Dörtlü Suriye Zirvesi: Kartlar Yeniden mi Dağıtılıyor?
27 Ekim 2018 tarihinde İstanbul’da Cumhurbaşkanı Recep Tayyip Erdoğan, Rusya Devlet Başkanı Vladimir Putin, Almanya Şansölyesi Angela Merkel ve Fransa Cumhurbaşkanı Emmanuel Macron’un katılımıyla Suriye konulu bir zirve düzenlendi. Çengelköy’de bulunan Vahdettin Köşkü’nde gerçekleşen Dörtlü Zirve öncesinde Cumhurbaşkanı Erdoğan; Putin, Merkel ve Macron ile basına kapalı olarak yarım saat ile 45 dakika arasında değişen ikili görüşmelerde bulundu. Görüşmelere Türkiye’den Dışişleri Bakanı Mevlüt Çavuşoğlu, Hazine ve Maliye Bakanı Berat Albayrak ve Milli Savunma Bakanı Hulusi Akar; Rusya’dan Dışişleri Bakanı Sergey Lavrov ile Savunma Bakanı Sergey Şoygu; Almanya ile Fransa’dan özel danışmanlar ve temsilciler ile Astana platformunun Cenevre’de oluşturduğu gruptan isimler de katıldı. Zirvede ayrıca dört liderin yanı sıra BM Suriye Özel Temsilcisi Staffan de Mistura da yer aldı.
Türkiye’nin ev sahipliğinde gerçekleşen ve Almanya ile Fransa’nın katıldığı Suriye konulu ilk zirve olma özelliğini taşıyan Dörtlü Zirve’nin ana gündem maddeleri Türkiye ile Rusya’nın İdlib konusunda Eylül ayında vardığı ateşkesi kalıcı hale getirmek ve bölgedeki son gelişmeler ekseninde Suriye krizini tamamıyla sonlandırabilmek için ortak bir yol haritası belirlemekti. Zirve’nin ardından ortak bir basın toplantısı gerçekleştiren ve bildiri yayımlayan liderler, işbirliği ve siyasi çözüm mesajı paydasında buluştu.

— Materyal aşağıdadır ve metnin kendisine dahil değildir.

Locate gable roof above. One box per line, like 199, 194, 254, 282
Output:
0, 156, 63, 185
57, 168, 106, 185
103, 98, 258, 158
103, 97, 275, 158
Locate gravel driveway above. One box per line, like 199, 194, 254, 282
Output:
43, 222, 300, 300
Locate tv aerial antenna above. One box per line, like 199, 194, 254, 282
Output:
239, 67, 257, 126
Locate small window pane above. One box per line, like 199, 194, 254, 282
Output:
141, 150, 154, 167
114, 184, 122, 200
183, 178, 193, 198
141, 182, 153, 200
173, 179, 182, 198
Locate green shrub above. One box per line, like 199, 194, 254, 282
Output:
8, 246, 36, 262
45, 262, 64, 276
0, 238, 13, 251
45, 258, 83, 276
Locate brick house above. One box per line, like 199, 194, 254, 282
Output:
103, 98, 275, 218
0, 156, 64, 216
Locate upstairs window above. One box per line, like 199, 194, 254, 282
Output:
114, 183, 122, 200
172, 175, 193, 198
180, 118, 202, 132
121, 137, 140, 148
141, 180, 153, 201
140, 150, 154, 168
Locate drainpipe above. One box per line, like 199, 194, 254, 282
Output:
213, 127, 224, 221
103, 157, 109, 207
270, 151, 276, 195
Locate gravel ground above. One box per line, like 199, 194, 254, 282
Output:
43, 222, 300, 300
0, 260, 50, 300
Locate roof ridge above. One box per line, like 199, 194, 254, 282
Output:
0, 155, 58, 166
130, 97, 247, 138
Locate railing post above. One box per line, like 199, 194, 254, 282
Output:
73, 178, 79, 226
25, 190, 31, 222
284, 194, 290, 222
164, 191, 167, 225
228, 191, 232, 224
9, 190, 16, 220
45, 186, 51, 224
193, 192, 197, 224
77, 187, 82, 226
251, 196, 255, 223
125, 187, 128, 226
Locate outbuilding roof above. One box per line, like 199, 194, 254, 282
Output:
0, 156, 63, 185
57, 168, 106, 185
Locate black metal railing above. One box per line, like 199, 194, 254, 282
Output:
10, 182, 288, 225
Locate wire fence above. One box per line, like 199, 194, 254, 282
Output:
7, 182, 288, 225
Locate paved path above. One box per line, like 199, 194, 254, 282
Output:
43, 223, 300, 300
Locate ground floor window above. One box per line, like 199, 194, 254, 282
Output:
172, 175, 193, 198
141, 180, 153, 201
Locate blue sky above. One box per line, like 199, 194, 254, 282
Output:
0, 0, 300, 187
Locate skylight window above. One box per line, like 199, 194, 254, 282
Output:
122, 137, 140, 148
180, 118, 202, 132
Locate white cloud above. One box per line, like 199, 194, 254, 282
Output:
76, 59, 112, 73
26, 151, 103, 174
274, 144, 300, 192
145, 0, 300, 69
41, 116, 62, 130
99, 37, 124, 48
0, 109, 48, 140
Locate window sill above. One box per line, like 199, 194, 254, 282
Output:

Zirveye, BM Suriye Özel Temsilcisi Mistura’nın katılması; ancak AB Dışişleri ve Güvenlik Politikası Yüksek Temsilcisi Federica Mogherini’nin davet edilmemesine dair basında haberler çıktı. Bu noktada Fransa ve Almanya’nın zirveye AB’yi temsilen değil, kendi ülkeleri adına katıldığını ve bu sebeple AB kurumlarından bir temsilcinin yer almamasının aslında doğal olduğunu belirtmek gerekiyor. Zirvede dikkat çeken asıl önemli boşluklar NATO’nun lider ülkesi ABD, Suriye rejimi ile muhalifler ve Astana süreci ortaklarından İran’dı. Üç NATO üyesiyle dünyanın en büyük ihtilaflarından biri olan Suriye meselesini görüşmesi, Rusya için başarı olarak yorumlandı.

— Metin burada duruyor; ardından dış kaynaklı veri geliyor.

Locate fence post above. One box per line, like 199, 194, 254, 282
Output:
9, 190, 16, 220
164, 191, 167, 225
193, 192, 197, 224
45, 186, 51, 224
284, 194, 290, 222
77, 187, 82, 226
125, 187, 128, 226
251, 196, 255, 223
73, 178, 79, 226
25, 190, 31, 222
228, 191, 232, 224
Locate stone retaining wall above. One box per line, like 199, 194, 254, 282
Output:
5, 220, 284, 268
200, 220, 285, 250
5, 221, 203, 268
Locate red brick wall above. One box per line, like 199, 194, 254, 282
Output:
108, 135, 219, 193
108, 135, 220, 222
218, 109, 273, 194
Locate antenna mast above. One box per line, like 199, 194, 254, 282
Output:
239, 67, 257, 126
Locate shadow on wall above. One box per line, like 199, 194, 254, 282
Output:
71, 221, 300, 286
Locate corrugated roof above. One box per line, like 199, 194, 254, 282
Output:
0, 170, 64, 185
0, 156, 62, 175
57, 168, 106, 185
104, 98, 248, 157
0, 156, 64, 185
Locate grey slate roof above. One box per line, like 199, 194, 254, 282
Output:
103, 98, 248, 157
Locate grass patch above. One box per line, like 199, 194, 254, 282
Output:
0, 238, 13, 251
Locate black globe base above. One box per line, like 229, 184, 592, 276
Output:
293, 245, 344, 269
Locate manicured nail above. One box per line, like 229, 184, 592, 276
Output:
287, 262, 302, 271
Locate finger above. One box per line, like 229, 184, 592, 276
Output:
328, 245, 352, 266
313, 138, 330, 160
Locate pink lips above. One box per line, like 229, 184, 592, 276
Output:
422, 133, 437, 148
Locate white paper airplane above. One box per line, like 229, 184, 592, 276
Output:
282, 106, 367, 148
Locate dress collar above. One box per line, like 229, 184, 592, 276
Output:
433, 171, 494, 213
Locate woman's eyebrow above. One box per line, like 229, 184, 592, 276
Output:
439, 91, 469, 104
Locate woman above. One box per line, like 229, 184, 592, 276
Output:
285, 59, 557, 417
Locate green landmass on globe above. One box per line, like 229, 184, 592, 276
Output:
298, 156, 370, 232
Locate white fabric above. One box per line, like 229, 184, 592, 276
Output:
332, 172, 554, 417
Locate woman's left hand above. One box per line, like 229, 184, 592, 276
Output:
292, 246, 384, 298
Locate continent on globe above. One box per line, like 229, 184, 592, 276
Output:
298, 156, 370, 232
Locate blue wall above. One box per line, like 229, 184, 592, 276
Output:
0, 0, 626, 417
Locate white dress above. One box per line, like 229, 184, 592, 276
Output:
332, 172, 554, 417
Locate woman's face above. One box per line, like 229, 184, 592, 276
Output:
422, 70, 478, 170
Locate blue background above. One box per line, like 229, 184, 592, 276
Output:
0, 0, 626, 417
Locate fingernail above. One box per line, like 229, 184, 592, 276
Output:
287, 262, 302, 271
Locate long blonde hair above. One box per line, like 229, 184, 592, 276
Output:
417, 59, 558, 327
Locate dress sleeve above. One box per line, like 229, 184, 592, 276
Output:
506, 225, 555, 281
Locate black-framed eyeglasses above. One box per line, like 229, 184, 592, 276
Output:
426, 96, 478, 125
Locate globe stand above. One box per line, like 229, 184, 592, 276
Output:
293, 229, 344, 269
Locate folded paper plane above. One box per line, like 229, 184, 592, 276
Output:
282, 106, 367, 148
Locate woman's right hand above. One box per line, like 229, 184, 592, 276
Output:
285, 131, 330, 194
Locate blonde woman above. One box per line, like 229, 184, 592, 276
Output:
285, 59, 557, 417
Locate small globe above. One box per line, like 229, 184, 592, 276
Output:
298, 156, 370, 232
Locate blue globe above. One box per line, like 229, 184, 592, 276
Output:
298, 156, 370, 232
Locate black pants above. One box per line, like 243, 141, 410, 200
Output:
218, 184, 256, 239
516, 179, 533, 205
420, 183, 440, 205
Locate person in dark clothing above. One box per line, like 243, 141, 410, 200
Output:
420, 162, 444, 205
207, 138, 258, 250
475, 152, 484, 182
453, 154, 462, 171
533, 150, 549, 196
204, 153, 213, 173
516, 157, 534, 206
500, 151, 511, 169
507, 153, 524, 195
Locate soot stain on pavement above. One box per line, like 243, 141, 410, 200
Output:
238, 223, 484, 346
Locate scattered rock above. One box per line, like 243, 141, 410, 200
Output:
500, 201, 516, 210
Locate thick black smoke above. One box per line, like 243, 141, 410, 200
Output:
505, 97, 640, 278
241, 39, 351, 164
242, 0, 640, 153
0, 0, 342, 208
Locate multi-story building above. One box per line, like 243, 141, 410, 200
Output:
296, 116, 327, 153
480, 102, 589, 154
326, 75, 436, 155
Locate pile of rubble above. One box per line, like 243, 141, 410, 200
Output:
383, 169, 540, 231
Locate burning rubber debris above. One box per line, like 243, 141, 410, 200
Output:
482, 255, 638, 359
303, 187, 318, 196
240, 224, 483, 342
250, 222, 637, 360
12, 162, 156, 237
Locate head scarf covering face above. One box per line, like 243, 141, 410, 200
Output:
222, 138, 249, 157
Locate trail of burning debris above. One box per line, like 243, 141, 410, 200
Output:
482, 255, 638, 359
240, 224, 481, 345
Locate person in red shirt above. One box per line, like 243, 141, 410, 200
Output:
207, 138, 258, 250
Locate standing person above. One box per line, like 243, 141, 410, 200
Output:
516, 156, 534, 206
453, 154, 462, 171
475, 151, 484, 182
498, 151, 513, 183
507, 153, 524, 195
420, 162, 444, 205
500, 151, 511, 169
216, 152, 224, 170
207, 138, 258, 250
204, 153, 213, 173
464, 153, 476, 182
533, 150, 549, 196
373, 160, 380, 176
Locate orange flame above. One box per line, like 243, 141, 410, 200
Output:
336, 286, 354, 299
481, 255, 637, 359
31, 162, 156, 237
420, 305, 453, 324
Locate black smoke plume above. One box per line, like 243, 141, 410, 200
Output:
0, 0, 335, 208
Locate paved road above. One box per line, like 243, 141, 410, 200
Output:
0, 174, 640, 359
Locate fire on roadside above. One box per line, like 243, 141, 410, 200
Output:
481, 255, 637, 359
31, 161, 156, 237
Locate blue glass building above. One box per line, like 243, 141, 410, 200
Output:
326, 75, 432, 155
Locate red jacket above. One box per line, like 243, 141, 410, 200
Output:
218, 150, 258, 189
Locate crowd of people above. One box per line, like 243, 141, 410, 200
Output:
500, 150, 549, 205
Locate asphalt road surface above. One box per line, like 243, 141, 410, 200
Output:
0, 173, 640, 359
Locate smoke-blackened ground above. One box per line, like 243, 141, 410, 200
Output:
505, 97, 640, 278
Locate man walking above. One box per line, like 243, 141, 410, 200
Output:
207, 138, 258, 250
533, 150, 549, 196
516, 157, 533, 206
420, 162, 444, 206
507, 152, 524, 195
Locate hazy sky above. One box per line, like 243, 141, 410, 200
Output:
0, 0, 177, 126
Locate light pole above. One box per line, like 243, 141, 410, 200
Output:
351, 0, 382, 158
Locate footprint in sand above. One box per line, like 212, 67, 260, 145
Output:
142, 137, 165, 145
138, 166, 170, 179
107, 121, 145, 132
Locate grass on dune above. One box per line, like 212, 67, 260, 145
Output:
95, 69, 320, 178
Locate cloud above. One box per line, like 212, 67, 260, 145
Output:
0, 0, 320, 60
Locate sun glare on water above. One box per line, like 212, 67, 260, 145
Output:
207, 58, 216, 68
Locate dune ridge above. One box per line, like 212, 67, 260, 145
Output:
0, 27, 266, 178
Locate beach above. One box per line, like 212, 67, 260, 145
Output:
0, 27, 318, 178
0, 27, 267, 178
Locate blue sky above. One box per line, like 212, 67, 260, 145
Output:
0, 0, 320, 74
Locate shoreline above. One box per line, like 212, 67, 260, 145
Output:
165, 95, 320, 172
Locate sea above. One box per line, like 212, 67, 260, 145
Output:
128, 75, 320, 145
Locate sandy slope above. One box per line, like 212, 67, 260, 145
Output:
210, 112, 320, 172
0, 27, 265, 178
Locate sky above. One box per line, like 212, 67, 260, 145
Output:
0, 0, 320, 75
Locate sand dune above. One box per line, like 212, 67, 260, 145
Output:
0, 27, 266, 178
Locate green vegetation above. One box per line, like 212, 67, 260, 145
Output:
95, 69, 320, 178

Boşlukların yerinde ise bu sefer masada Almanya ve Fransa vardı. Aslında bu noktada şunu hatırlatmak gerekiyor: Suriye konulu zirvenin normalde eylül ayında yapılması planlanıyordu ve Fransa’nın davet edilmesi ilk etapta gündemde değildi. Türkiye, Rusya ve Almanya arasında üçlü formatta gerçekleşmesi öngörülen zirveye Fransa’nın katılımı, Almanya Başbakanı Angela Merkel’in isteği üzerine gerçekleşti. Dış politikada Almanya’nın Fransa ile işbirliği halinde hareket ettiğini ileri süren Merkel, zirveye Fransa’nın da davet edilmesini talep etti. Aslında Türkiye, Fransa’nın çağrılmasına çok sıcak bakmıyordu; çünkü iki ülke arasında Suriye’ye ilişkin ipler mart ayında Fransa Cumhurbaşkanı Macron’un PYD/YPG heyetlerini Paris’te kabul etmesi ile gerilmişti. Ancak İdlib kaynaklı yaşanabilecek yeni mülteci akınlarına engel olmak, Berlin ile Paris yönetimlerini İstanbul’a getiren başat aktör olarak yorumlandı. Aynı zamanda bu durum, Ankara’nın tek başına Moskova’yı dengeleme zorunluluğunun ortadan kalkması şeklinde de okundu.
Hafızaları Tazeleme Zamanı: İdlib Mutabakatı
Bahsettiğimiz üzere Dörtlü Suriye Zirvesi’nin en önemli gündem maddelerinden biri Türkiye ile Rusya arasında İdlib’e ilişkin varılan mutabakatın kalıcı hale getirilmesiydi. Peki, nedir bu mutabakat? 17 Eylül 2018 tarihinde Rusya Devlet Başkanı Vlamidir Putin ile Cumhurbaşkanı Recep Tayyip Erdoğan, Rusya’nın Soçi kentinde bir araya geldi. Rusya ve rejim güçlerinin İdlib’de askeri operasyon için tetiğe basmasının an meselesi olduğu düşünülen bir dönemde gerçekleştirilen Soçi Zirvesi’nde Putin ile Erdoğan, İdlib’de silahsız bölge yaratılmasını öngören bir mutabakatı (İdlib Gerginliği Azaltma Bölgesindeki Durumun İstikrarlaştırılmasına İlişkin Muhtıra) imzaladı. Mutabakat uyarınca 15 Ekim’e kadar kurulması planlanan ve yaklaşık 15-20 km’lik bir alanı kapsayacak bölgeden tüm silahlı muhaliflerin çekilmesi öngörülüyordu.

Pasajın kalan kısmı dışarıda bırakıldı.